Home » Server Options » Text & interMedia » Problem with special chars in BLOB data type using contains keyword (oracle,9i, windows XP professional 2002)
Problem with special chars in BLOB data type using contains keyword [message #446334] |
Sun, 07 March 2010 22:38 |
hasham.alis
Messages: 1 Registered: March 2010
|
Junior Member |
|
|
Facing problem, when part searching with special chars in BLOB datatype. It is considering the non alpha-numeric chars as a separtor in a provided string
EX:
SELECT *
FROM RESUME_TEST P,grst_candidate d
WHERE d.candidate_id = p.candidate_id
AND CONTAINS(P.CAND_RESUME,'%VB.NET%',1) > 0
Strings: , VB.NET , PL/SQL AS/400 , C etc..
Followed the below approaches
1) created a table:
Syntax: create table resume_Test(cand_id number(10),cand_resume blob);
2) inserted the values into this table upto 60,000
3) created a context index
3.1 created preferences
Syntax:
BEGIN
ctx_ddl.create_preference('try_lexer3','BASIC_LEXER');
ctx_ddl.set_attribute('try_lexer3','printjoins','-_~!@#$%^&*(){}[],=?\;|><.+');
END;
3.2 created context index
Syntax:
CREATE INDEX CANDRESUME_CTX_IDX ON resume_test (cand_resume)
INDEXTYPE IS CTXSYS.CONTEXT
PARAMETERS ('LEXER try_lexer3 memory 500M');
4) while executing this index, it is taking much time approx 6 hrs(plz explain why it is taking time)
5) Problems:
5.1 when searching with string(VB.NET , PL/SQL AS/400 , C etc..) it is considering the special char as a separator
5.2 used escape char (\) also, but no effect
5.3 when searching with single char, it is giving error (ORA-29902,ORA-20000,DRG-51030)
5.4 getting the above error with wild card chars (& ,_, (),{},[])
So, please explain the clear scenarios, why am getting this error , and how to get the proper results.
|
|
|
Re: Problem with special chars in BLOB data type using contains keyword [message #446449 is a reply to message #446334] |
Mon, 08 March 2010 08:20 |
|
Barbara Boehmer
Messages: 9100 Registered: November 2002 Location: California, USA
|
Senior Member |
|
|
Since the two tables in your query are joined, there should be indexes on the columns (cand_id) used in joining, or even better primary and foreign keys if appropriate.
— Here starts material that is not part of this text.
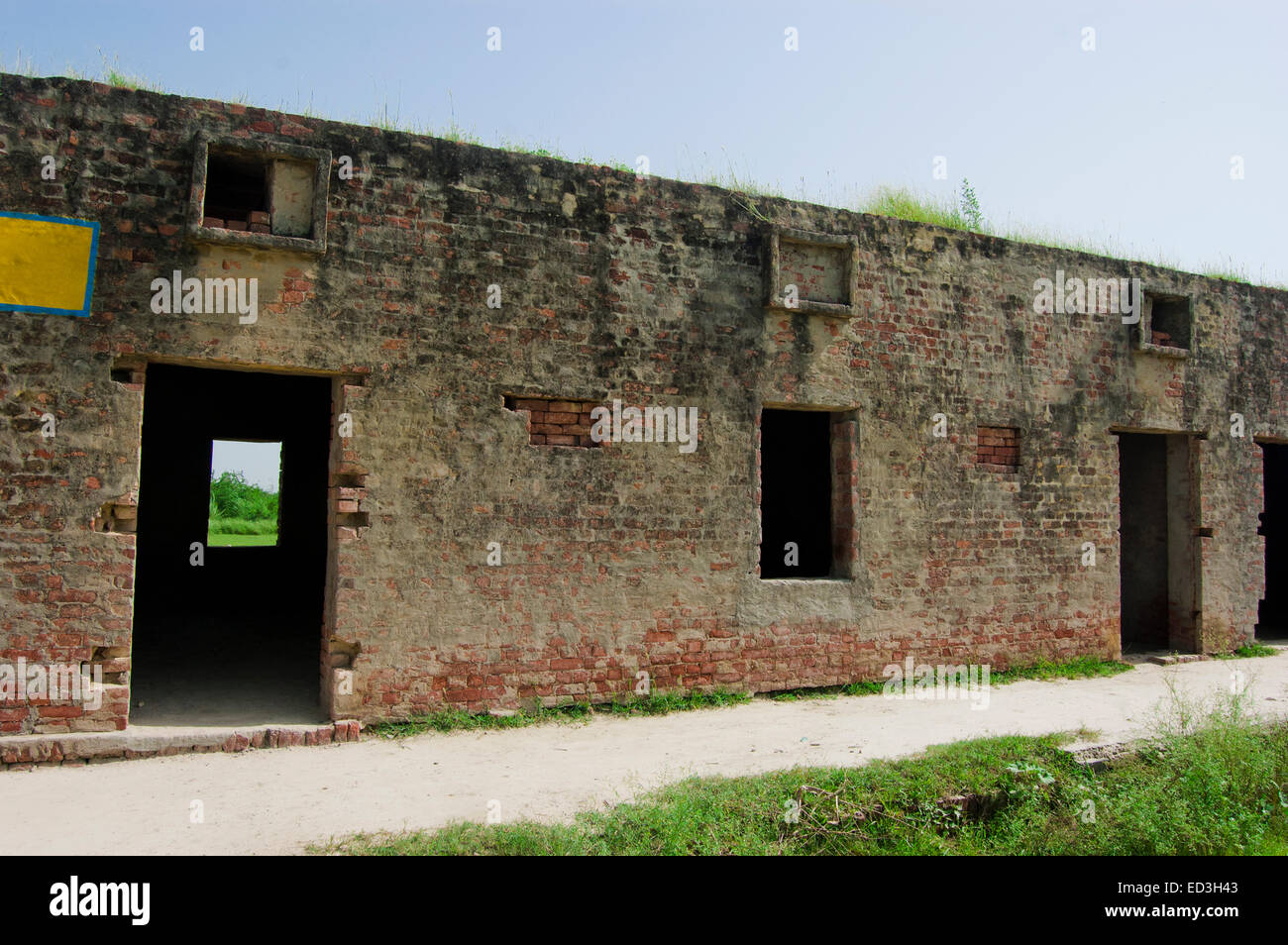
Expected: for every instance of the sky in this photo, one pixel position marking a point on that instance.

That enables the query to execute faster.
You left the forward slash "/" out of your printjoins values, so that would be why the "PL" and "SQL" of "PL/SQL" were tokenized separately, since it considered "/" as a separator.
If you want to search on single characters, then you need to use an empty stoplist when creating the index. If you do not specify a stoplist, then the default stoplist is used, which considers all single letters as stopwords, so searching for just a single letter, would be like searching for an empty string, which would cause an error.
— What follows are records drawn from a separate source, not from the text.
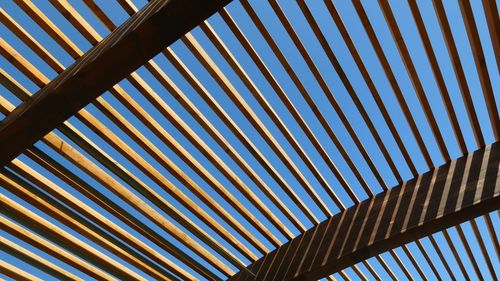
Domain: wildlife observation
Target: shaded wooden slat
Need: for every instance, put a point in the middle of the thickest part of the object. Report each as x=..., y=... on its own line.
x=354, y=96
x=309, y=100
x=411, y=222
x=16, y=273
x=149, y=31
x=369, y=82
x=492, y=18
x=481, y=66
x=412, y=72
x=360, y=10
x=445, y=96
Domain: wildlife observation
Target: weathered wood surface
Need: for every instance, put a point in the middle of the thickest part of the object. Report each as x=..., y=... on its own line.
x=445, y=196
x=146, y=33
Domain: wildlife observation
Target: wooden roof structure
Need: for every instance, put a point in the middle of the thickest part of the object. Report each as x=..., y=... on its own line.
x=171, y=144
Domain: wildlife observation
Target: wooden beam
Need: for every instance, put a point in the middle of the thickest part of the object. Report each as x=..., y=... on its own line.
x=146, y=33
x=445, y=196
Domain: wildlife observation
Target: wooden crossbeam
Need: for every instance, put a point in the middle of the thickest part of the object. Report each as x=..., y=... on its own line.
x=146, y=33
x=445, y=196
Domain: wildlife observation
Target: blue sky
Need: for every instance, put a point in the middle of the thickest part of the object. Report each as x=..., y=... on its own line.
x=348, y=14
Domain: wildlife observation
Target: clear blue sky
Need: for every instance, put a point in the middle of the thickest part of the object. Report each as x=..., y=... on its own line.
x=410, y=34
Please see the following section of the online documentation for tips on how long to expect indexing to take and how to decrease the time:
http://download.oracle.com/docs/cd/B10501_01/text.920/a96517/aoptim.htm#1008973
After indexing, you can select the token_text column from the dr$...$i domain index table that is created by the indexing, to see how things are tokenized and check whether your sinlge characters are tokenized and whether your printjoins are working as expected.
You should gather current statistics on both tables, to enable the optimizer to choose the best execution plan. You can use dbms_stats.gather_table_stats to do this.
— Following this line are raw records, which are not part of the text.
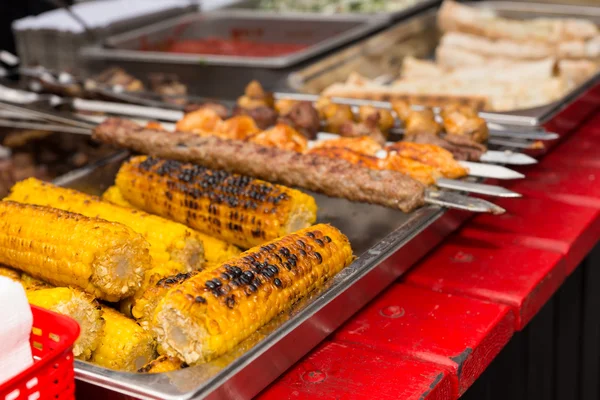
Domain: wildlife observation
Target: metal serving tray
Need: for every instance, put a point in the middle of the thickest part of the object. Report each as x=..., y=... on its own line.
x=211, y=75
x=397, y=15
x=386, y=241
x=383, y=53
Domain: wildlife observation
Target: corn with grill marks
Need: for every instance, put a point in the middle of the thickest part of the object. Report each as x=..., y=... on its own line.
x=234, y=208
x=105, y=259
x=80, y=306
x=125, y=345
x=210, y=313
x=216, y=251
x=163, y=364
x=169, y=241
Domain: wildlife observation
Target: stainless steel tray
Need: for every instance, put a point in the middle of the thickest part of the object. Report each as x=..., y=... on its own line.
x=386, y=241
x=396, y=15
x=383, y=53
x=226, y=77
x=319, y=32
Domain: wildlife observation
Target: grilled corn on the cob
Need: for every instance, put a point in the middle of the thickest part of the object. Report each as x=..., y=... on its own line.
x=213, y=311
x=216, y=251
x=106, y=259
x=145, y=305
x=124, y=344
x=169, y=241
x=235, y=208
x=163, y=364
x=80, y=306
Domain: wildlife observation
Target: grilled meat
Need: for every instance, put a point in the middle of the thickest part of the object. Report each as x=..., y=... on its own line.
x=431, y=155
x=303, y=117
x=464, y=121
x=282, y=136
x=336, y=178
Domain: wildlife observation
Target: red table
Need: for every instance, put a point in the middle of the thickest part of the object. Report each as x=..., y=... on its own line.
x=433, y=333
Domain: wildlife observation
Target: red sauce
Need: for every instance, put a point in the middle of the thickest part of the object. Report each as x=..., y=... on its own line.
x=236, y=47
When searching, it is not necessary to use %. If you search for 'VB.NET' without the %, it will locate the row with 'VB.NET' anywhere in the text of the column. The % would be for searching for words that have that somwhere in the middle, like 'AVB.NETC'. The %, especially the leading one, slows down the query greatly. If you do need that leading wildcard, then you shold look into substring indexing to optimize those querie.
Instead of "select *", you should select the individual columns or your blob column will not be legible. You can use utl_raw.cast_to_varchar2 or ctx_doc.snippet or some such thing to display the value of the blob column in a legible manner.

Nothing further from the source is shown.